Melihat kondisi tersebut, Indosat Ooredoo Hutchison melalui unit Indosat Business mendorong perusahaan di Indonesia untuk mulai membangun pendekatan ketahanan siber yang lebih strategis, adaptif, dan terintegrasi sebagai bagian dari transformasi digital jangka panjang.

Sebagai bagian dari upaya tersebut, Indosat Business meluncurkan whitepaper bertajuk A Business-Centric Framework for Enterprise Cyber-Resilience bersama pakar keamanan siber Charles Lim. Dokumen tersebut mengangkat fenomena yang disebut sebagai “resilience gap”, yaitu kondisi ketika laju transformasi digital berlangsung jauh lebih cepat dibanding kesiapan organisasi dalam membangun ketahanan siber.

Director & Chief Business Officer Indosat Ooredoo Hutchison, Muhammad Buldansyah, mengatakan perusahaan saat ini membutuhkan lebih dari sekadar infrastruktur teknologi dan konektivitas digital. Organisasi juga perlu memiliki kemampuan untuk menjaga keberlangsungan operasional di tengah ancaman siber yang terus berkembang.

Menurut dia, cyber resilience kini bukan lagi sekadar isu teknis yang menjadi tanggung jawab divisi teknologi informasi, tetapi telah menjadi bagian penting dari keberlangsungan bisnis dan kepercayaan pelanggan.

“Indonesia sedang memasuki fase baru ekonomi digital, namun pertumbuhan digital juga harus diiringi dengan ketahanan siber yang memadai. Hari ini, cyber resilience bukan lagi isu teknologi semata, tetapi fondasi kepercayaan dan keberlangsungan bisnis,” ujarnya dalam acara Media Update B2B Strategis Ketahanan Siber Berbasis Bisnis di Jakarta pada hari Senin (11/5).

Ia menambahkan, sebagai perusahaan yang mendampingi transformasi digital enterprise di berbagai sektor industri, Indosat Business melihat kebutuhan akan pendekatan keamanan siber yang lebih strategis dan adaptif semakin mendesak.

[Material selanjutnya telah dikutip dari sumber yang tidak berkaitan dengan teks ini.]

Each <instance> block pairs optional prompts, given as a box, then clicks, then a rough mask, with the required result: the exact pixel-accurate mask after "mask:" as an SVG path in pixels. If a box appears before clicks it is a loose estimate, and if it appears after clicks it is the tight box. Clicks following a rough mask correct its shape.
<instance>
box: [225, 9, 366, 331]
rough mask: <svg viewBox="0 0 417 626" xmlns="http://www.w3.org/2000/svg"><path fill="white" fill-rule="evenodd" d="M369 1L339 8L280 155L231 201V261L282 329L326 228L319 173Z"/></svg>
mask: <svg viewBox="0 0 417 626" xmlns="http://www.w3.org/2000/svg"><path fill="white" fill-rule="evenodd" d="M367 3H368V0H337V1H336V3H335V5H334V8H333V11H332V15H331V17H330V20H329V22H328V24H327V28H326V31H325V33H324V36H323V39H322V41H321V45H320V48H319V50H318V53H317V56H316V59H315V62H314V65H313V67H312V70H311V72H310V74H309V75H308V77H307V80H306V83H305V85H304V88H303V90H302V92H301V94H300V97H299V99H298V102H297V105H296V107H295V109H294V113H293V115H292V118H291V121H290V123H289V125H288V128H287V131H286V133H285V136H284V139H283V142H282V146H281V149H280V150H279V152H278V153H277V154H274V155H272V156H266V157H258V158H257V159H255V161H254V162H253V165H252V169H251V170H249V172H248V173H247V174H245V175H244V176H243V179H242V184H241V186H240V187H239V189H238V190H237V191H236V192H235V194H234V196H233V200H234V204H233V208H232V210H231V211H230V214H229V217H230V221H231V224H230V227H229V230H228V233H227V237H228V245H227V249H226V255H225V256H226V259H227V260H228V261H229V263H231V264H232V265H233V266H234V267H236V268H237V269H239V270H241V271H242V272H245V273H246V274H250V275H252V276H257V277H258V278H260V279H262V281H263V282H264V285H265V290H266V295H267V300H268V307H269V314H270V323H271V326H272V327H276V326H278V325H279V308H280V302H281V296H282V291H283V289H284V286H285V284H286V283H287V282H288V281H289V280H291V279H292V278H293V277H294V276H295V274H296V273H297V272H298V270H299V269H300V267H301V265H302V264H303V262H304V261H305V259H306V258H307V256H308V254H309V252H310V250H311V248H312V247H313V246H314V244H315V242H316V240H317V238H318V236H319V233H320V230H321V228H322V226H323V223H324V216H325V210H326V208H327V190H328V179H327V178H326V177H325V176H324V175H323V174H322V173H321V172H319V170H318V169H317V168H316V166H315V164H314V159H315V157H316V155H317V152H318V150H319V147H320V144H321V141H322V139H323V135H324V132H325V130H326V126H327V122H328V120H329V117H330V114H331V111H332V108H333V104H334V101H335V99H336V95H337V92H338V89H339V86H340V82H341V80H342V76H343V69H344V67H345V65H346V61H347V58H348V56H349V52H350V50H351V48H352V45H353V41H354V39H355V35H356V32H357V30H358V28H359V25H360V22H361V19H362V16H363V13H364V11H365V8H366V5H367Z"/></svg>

Karena itu, perusahaan menggandeng Charles Lim yang dinilai memiliki pengalaman panjang di bidang keamanan siber untuk memberikan perspektif yang lebih komprehensif mengenai tantangan cyber resilience di Indonesia.

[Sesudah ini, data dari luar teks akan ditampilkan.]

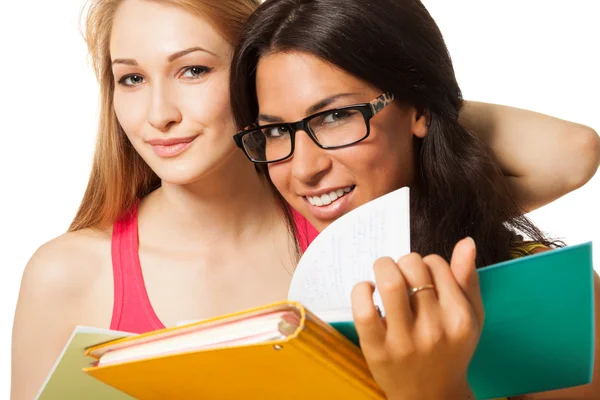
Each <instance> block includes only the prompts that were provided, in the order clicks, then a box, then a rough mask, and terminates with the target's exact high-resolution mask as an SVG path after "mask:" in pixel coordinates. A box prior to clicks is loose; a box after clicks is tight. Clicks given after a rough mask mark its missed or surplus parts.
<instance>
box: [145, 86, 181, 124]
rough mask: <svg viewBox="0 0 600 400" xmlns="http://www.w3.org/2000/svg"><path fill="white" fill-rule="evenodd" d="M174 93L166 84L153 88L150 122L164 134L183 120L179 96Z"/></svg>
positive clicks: (153, 86) (151, 102) (149, 113)
mask: <svg viewBox="0 0 600 400" xmlns="http://www.w3.org/2000/svg"><path fill="white" fill-rule="evenodd" d="M173 92H174V91H173V90H171V89H170V88H169V87H168V86H167V85H166V84H160V83H159V84H156V85H154V86H153V91H152V100H151V104H150V109H149V110H148V122H149V123H150V125H152V126H153V127H154V128H156V129H158V130H160V131H162V132H166V131H168V130H169V128H170V127H171V126H172V125H175V124H178V123H179V122H181V119H182V115H181V110H180V109H179V107H177V102H176V100H177V99H176V96H177V95H176V93H173Z"/></svg>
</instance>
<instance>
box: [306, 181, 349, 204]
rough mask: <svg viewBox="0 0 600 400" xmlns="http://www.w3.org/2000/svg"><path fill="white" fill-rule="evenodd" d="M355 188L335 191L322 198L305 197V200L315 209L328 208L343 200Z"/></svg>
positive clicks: (330, 192) (322, 195) (314, 196)
mask: <svg viewBox="0 0 600 400" xmlns="http://www.w3.org/2000/svg"><path fill="white" fill-rule="evenodd" d="M354 188H355V186H354V185H353V186H348V187H345V188H343V189H337V190H333V191H331V192H329V193H324V194H322V195H320V196H304V198H305V199H306V200H307V201H308V202H309V203H310V204H311V205H312V206H315V207H324V206H328V205H330V204H331V203H333V202H335V201H337V200H338V199H341V198H342V197H344V196H345V195H347V194H348V193H350V192H351V191H353V190H354Z"/></svg>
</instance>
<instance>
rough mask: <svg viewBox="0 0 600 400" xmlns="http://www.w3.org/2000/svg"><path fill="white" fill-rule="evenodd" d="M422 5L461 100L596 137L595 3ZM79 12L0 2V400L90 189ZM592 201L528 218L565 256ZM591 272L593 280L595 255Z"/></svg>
mask: <svg viewBox="0 0 600 400" xmlns="http://www.w3.org/2000/svg"><path fill="white" fill-rule="evenodd" d="M365 3H368V1H366V0H365ZM424 3H425V5H426V6H427V7H428V8H429V10H430V12H431V13H432V15H433V17H434V18H435V19H436V21H437V22H438V24H439V25H440V28H441V30H442V33H443V34H444V36H445V39H446V42H447V44H448V47H449V49H450V53H451V55H452V57H453V60H454V64H455V68H456V72H457V76H458V79H459V83H460V84H461V86H462V89H463V92H464V96H465V98H466V99H471V100H480V101H487V102H494V103H500V104H507V105H512V106H517V107H522V108H526V109H531V110H535V111H539V112H542V113H546V114H551V115H554V116H557V117H560V118H564V119H567V120H572V121H577V122H580V123H583V124H585V125H588V126H591V127H593V128H594V129H596V131H600V100H599V99H598V94H599V93H600V63H599V61H598V55H599V52H600V51H599V50H598V49H599V48H600V44H599V42H600V27H599V26H600V11H599V9H600V6H599V5H598V1H597V0H571V1H569V2H566V1H547V0H546V1H542V0H512V1H507V0H501V1H500V0H493V1H492V0H487V1H476V0H472V1H466V0H451V1H450V0H424ZM82 4H83V2H82V0H61V1H48V0H29V1H2V2H0V57H1V61H0V146H1V148H2V151H1V152H0V174H1V177H2V180H1V184H2V186H1V187H0V191H1V192H0V234H1V235H2V236H1V237H0V250H1V253H0V254H1V258H0V267H1V269H0V271H1V273H2V275H1V276H0V285H1V291H0V293H1V294H2V302H1V303H0V305H1V306H0V313H1V314H0V372H1V373H0V398H8V393H9V385H10V383H9V382H10V338H11V328H12V319H13V314H14V308H15V304H16V299H17V294H18V290H19V284H20V279H21V274H22V272H23V268H24V266H25V265H26V263H27V261H28V259H29V257H30V256H31V255H32V254H33V252H34V251H35V250H36V249H37V247H39V246H40V245H41V244H42V243H44V242H46V241H48V240H50V239H51V238H53V237H55V236H57V235H60V234H61V233H63V232H64V231H65V230H66V229H67V227H68V225H69V223H70V221H71V219H72V217H73V216H74V214H75V211H76V209H77V207H78V205H79V201H80V200H81V197H82V194H83V191H84V189H85V185H86V183H87V177H88V173H89V168H90V163H91V157H92V151H93V146H94V136H95V130H96V116H97V86H96V82H95V78H94V76H93V73H92V70H91V68H90V66H89V64H88V59H87V55H86V49H85V44H84V42H83V40H82V37H81V35H80V33H79V13H80V9H81V6H82ZM531 151H532V152H535V151H536V149H535V148H532V149H531ZM556 168H560V160H557V162H556ZM599 200H600V173H598V174H596V176H595V177H594V178H593V179H592V181H591V182H590V183H588V184H587V185H586V186H584V187H583V188H582V189H579V190H577V191H575V192H573V193H571V194H569V195H567V196H565V197H563V198H562V199H560V200H558V201H556V202H554V203H553V204H551V205H549V206H546V207H545V208H542V209H540V210H537V211H535V212H534V213H532V214H531V215H530V216H531V218H532V219H533V221H534V222H536V223H537V224H538V225H539V226H540V227H541V228H542V229H544V230H546V231H547V232H548V233H550V234H552V235H556V236H559V237H562V238H563V239H564V240H566V241H567V242H568V244H576V243H581V242H584V241H588V240H593V241H595V242H596V243H597V244H600V230H599V229H598V223H599V222H600V219H599V218H598V215H599V214H598V211H597V209H598V205H599V204H600V201H599ZM594 260H595V266H596V269H598V270H600V251H596V252H595V258H594ZM40 340H43V333H42V332H40Z"/></svg>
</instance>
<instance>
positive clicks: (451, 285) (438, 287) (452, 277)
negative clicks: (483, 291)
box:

Charles Lim yang juga menjabat sebagai Deputy Head of Master IT Program Swiss German University mengatakan lanskap ancaman siber saat ini berkembang sangat cepat, terutama sejak teknologi AI mulai digunakan secara luas.

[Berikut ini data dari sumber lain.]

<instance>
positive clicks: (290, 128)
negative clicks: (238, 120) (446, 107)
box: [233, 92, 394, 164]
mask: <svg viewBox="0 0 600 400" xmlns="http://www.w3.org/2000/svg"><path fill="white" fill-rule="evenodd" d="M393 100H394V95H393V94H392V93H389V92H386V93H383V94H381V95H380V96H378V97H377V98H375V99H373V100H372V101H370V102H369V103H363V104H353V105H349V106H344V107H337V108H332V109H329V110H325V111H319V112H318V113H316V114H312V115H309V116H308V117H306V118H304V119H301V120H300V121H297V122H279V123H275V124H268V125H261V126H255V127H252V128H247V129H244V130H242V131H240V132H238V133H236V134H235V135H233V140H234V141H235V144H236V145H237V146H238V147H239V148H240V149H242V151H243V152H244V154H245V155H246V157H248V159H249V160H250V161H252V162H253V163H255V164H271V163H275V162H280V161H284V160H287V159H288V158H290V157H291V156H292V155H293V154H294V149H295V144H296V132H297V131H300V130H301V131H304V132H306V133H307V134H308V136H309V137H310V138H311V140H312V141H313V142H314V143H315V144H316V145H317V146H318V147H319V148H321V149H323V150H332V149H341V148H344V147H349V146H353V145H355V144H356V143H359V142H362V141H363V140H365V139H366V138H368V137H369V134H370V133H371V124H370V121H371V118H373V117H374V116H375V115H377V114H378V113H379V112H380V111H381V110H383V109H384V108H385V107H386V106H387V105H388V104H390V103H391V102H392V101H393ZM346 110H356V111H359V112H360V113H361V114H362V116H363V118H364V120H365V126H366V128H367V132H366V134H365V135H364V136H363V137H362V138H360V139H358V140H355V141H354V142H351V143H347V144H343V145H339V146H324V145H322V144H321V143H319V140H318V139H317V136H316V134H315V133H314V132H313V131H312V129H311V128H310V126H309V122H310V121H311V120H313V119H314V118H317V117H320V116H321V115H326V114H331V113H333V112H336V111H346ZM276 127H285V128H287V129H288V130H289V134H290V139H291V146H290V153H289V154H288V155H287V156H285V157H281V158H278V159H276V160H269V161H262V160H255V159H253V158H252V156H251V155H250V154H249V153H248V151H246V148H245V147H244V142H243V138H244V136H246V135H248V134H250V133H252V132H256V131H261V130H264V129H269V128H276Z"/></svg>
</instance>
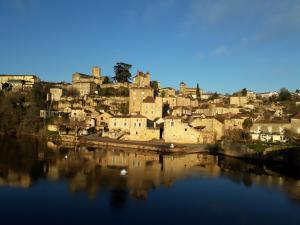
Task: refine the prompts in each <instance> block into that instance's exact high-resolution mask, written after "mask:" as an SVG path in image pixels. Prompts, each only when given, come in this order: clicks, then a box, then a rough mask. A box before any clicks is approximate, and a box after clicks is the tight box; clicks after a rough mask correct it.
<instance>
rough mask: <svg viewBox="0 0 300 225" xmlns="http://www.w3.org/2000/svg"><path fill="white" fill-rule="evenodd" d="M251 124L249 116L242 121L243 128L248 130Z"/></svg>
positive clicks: (251, 126) (245, 129)
mask: <svg viewBox="0 0 300 225" xmlns="http://www.w3.org/2000/svg"><path fill="white" fill-rule="evenodd" d="M252 125H253V122H252V120H251V119H250V118H247V119H245V120H244V122H243V128H244V129H245V130H250V128H251V127H252Z"/></svg>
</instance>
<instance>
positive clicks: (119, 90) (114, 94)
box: [98, 87, 129, 97]
mask: <svg viewBox="0 0 300 225" xmlns="http://www.w3.org/2000/svg"><path fill="white" fill-rule="evenodd" d="M98 95H100V96H107V97H109V96H115V97H128V96H129V90H128V88H118V89H116V88H112V87H110V88H100V89H99V90H98Z"/></svg>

Menurut dia, AI tidak hanya dimanfaatkan untuk meningkatkan efisiensi bisnis, tetapi juga mulai digunakan pelaku kejahatan siber untuk menjalankan berbagai modus penipuan digital dengan tingkat kecanggihan yang lebih tinggi.

“Ancaman siber berkembang jauh lebih cepat dan semakin sulit dideteksi, terutama dengan munculnya AI-enabled fraud dan deepfake. Organisasi perlu beralih dari pendekatan yang reaktif menuju cyber resilience yang lebih adaptif dan berkelanjutan,” kata Charles.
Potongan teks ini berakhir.